The ongoing battles between Mao’s cohorts who are still on the Long March and local warlords who loosely attach themselves to the Kuomintang is touched on, but is just a murmur in the background to the love affair. There is one episode in the book where Julian fancies himself as an international freedom fighter and after a rift between the lovers he sets of to join Mao and his comrades only to discover – following a bloody battle with some local banditry – that he doesn’t have the stomach for it. He realises that he doesn’t really care about either side in China’s battles. Apart from that chapter, there is little in the book about the growing rise of the Communists. The well-to-do Chinese are far more worried by the impending invasion of China by Japan.
Julian sees himself as a completely honorable Englishman, albeit with a ‘wham, bam, thank you m’am’ attitude to sexual relationships, so he is surprised at himself when he becomes so enthralled by ‘K’. She on her part has taken an enormous risk in her own society in embarking on an affair (and an affair with a foreigner who is working under her husband’s aegis to boot), and she is deeply in love. She thinks her lover will stand by her. However, when in 1937 they are eventually caught out by her husband, Julian abandons her forthwith, quits his post at the University immediately, and leaves China. He travels to Spain to become an ambulance driver for the International Brigades during the Spanish Civil War, and is killed during the battle of Brunete.
At the end of the book are several of the poems K wrote for Julian.
THE BACK STORY:
For many years the Bloomsbury scholars pored over all the diaries and letters of Vanessa Bell and her sister Virginia Woolf but had no idea of the identity of ‘K who featured in the letters between Julian and his mother, although in the Chinese intellectual community the affair and the identities of the protagonists had long been known.

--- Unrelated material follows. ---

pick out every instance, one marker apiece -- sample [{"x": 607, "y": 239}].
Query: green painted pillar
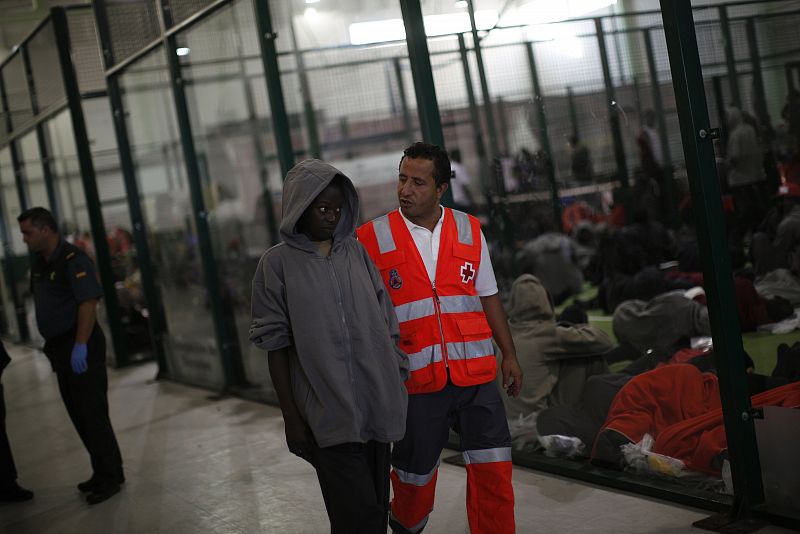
[{"x": 701, "y": 169}]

When the Chinese novelist Hong Ying read these published letters she knew who K was, and decided to write a novel about the love affair. However when her book was published in Chinese – first in Taiwan, I’m not sure why – the daughter of Ling Shu Hua, Chen Xiao Ying, decided to sue the author for defamation. Chen Xiao Ying lives in the UK and is married to a Scotsman and goes by the name of Mrs Ying Chinnery, but she instigated the case against Hong Ying in a Chinese court of law, and the reason she did this is because in neither Britain nor Taiwan can anyone libel the dead.
However, China had enacted a law in 1993 which allows 3 generations of family from any dead individual to bring a lawsuit for ‘ Defamation of an Ancestor’. If found guilty of breaking this law, the defendent has to pay massive damages and the offending writing can be banned. This law was almost certainly devised to protect the reputations of senior political figures for the next 100 years. Chen Xiao Ying said that this novel was pure ‘pornography’, and that it damaged her late father’s reputation by saying he was impotent. (Reading the book myself, I thought her father came out of it rather well, and I certainly did not get the idea that he was impotent).
Ling Shu Hua‘s daughter won her case, but Hong Ying took it to appeal, and there the earlier ruling was overturned. I don’t know all the legal ins-and-outs of the case (if you want to read more about it, click here), but suffice to say that Penguin reprinted the English edition of the book in January this year, and I was able to buy my copy here in Beijing.
I should tell you that I have never been a fan of Virginia Woolf and her writings, nor of what came to be know as ‘The Bloomsbury Group’ for reasons too complicated to go into here; and if it were not for this book being set in China and written by a Chinese author I would probably never have bothered to read it – but I am glad I have done so. If you are a Bloomsbury groupie you may find this novel very intriguing, and if you don’t care one way or another it is still a good read.